Interesting. This part.....Its not the highest but comparing with the highest (the Xeon) . Looks like it still has some way to go before matching them (clock-to-clock and thread-to-thread). :hmm:

Did you notice that the xeon is a 8 Socket system , while the Sparc
is a 4S one ?.....

Do the maths , now...
 
Don't blame SUN, their foundry at the time (Texas Instruments) abandoned the pursuit of advanced CMOS nodes beyond 65nm. As such, SUN was forced to change foundries for 45nm and beyond mid-stream their designs for such nodes.

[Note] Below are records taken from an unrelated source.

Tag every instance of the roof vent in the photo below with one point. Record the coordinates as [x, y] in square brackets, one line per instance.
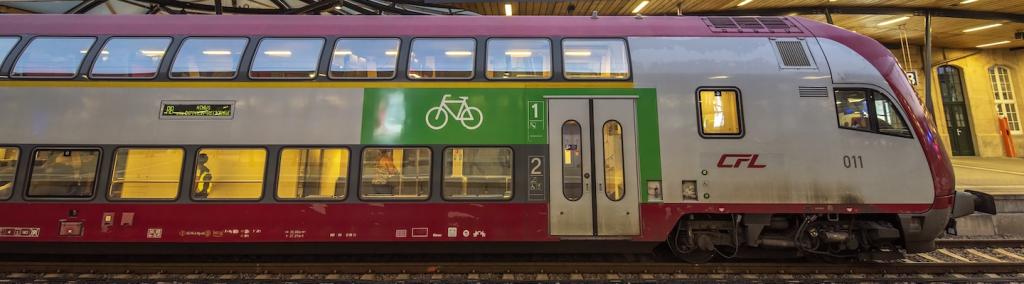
[814, 91]
[793, 53]
[750, 25]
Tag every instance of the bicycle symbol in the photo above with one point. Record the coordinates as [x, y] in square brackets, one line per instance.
[470, 117]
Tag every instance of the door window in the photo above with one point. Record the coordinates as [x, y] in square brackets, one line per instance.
[571, 161]
[614, 188]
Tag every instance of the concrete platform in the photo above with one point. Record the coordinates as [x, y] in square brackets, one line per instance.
[992, 175]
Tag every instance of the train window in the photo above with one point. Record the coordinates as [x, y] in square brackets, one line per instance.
[365, 58]
[441, 58]
[518, 58]
[6, 44]
[287, 58]
[130, 57]
[720, 112]
[852, 109]
[614, 186]
[64, 173]
[229, 173]
[313, 173]
[146, 173]
[52, 57]
[571, 160]
[395, 173]
[208, 58]
[595, 58]
[889, 119]
[477, 173]
[8, 169]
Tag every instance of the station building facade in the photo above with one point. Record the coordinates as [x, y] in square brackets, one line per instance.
[971, 90]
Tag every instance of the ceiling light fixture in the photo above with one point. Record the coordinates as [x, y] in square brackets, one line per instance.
[894, 21]
[982, 28]
[640, 6]
[994, 43]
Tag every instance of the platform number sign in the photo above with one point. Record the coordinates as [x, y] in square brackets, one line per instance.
[537, 121]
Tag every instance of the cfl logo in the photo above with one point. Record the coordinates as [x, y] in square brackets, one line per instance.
[737, 160]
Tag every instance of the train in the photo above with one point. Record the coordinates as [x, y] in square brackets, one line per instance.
[699, 136]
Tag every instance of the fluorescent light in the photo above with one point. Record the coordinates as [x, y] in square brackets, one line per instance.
[994, 43]
[577, 53]
[458, 53]
[982, 28]
[217, 52]
[282, 53]
[154, 53]
[640, 6]
[894, 21]
[518, 53]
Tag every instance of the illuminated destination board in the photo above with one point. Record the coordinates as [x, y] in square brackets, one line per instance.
[197, 110]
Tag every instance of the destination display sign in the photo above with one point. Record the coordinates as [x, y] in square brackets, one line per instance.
[197, 110]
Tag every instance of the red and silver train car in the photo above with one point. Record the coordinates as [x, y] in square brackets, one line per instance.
[295, 134]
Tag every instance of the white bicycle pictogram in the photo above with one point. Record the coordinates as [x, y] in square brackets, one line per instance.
[470, 117]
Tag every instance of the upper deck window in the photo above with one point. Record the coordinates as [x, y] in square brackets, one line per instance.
[130, 57]
[287, 58]
[6, 44]
[209, 58]
[365, 58]
[595, 58]
[441, 58]
[518, 58]
[52, 57]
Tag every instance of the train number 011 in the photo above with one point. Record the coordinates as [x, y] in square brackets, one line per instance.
[853, 161]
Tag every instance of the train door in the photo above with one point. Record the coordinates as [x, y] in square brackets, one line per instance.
[593, 167]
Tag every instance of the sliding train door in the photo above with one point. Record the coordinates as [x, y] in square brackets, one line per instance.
[593, 167]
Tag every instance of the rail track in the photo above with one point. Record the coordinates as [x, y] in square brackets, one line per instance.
[955, 260]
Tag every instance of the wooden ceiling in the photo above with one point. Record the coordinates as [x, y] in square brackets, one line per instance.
[947, 32]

This change in plans completely disrupted SUN's CPU design timeline as they had to adapt designs at the time to the changes in planned design rules between TI and TSMC.

That said, SUN is notorious in the industry, perhaps more so than any other IC design house outside of Bitboys, for having had some of the most over-budgeted and delayed processor designs on record.

They once had a chip internally codenamed the "Millennium" chip. (was to be SUN's UltraSparcV chip) It was called this because when the design was started in 1995 it was supposed to come out in 2000, i.e. at the turn of the millennium.

After purportedly spending $5B developing it, SUN cancelled the chip some 2 weeks after it finally tapeout...in 2004 😱

By that measure, Ellison is already working miracles within SUN's product development timeline.

I don't know if it was $5B, but it was ten figures, and they did it AGAIN with ROCK. Talk about failing to learn a lesson from history and being bound to repeat it. But, the T processor team was a separate team within Sun, they used off the shelf CAD tools that were more inline with modern ASIC design than the ancient full custom CAD internal tools rest of Sun used (for various mainly political reasons that the weak Sun management failed to address, but the Oracle acquisition finally squashed). They were always a lot more efficient than the "Big Iron" Sun guys because of that, and when ROCK was cancelled, they finally emerged as the primary CPU design team within Sun, and it is starting to show.
 
I don't know if it was $5B, but it was ten figures, and they did it AGAIN with ROCK. Talk about failing to learn a lesson from history and being bound to repeat it. But, the T processor team was a separate team within Sun, they used off the shelf CAD tools that were more inline with modern ASIC design than the ancient full custom CAD internal tools rest of Sun used (for various mainly political reasons that the weak Sun management failed to address, but the Oracle acquisition finally squashed). They were always a lot more efficient than the "Big Iron" Sun guys because of that, and when ROCK was cancelled, they finally emerged as the primary CPU design team within Sun, and it is starting to show.

Yeah its been so long now that I can't honestly remember if the $5B was an internal number or if it was an external number.

I do remember that internally it was said 5,000 employees were working on the project at some point. Obviously not 5,000 for the 9yrs the project existed but that's a lot of compensation package when you integrate the area under the curve. (5,000 engineers circa 2000 would put the burn-rate at around $0.5B/yr)

Regardless the reality of any of these numbers when juxtaposed against my addled memory, there's a reason SUN is regarded as it is in the industry, and why Ellison was able to buy them for so cheap.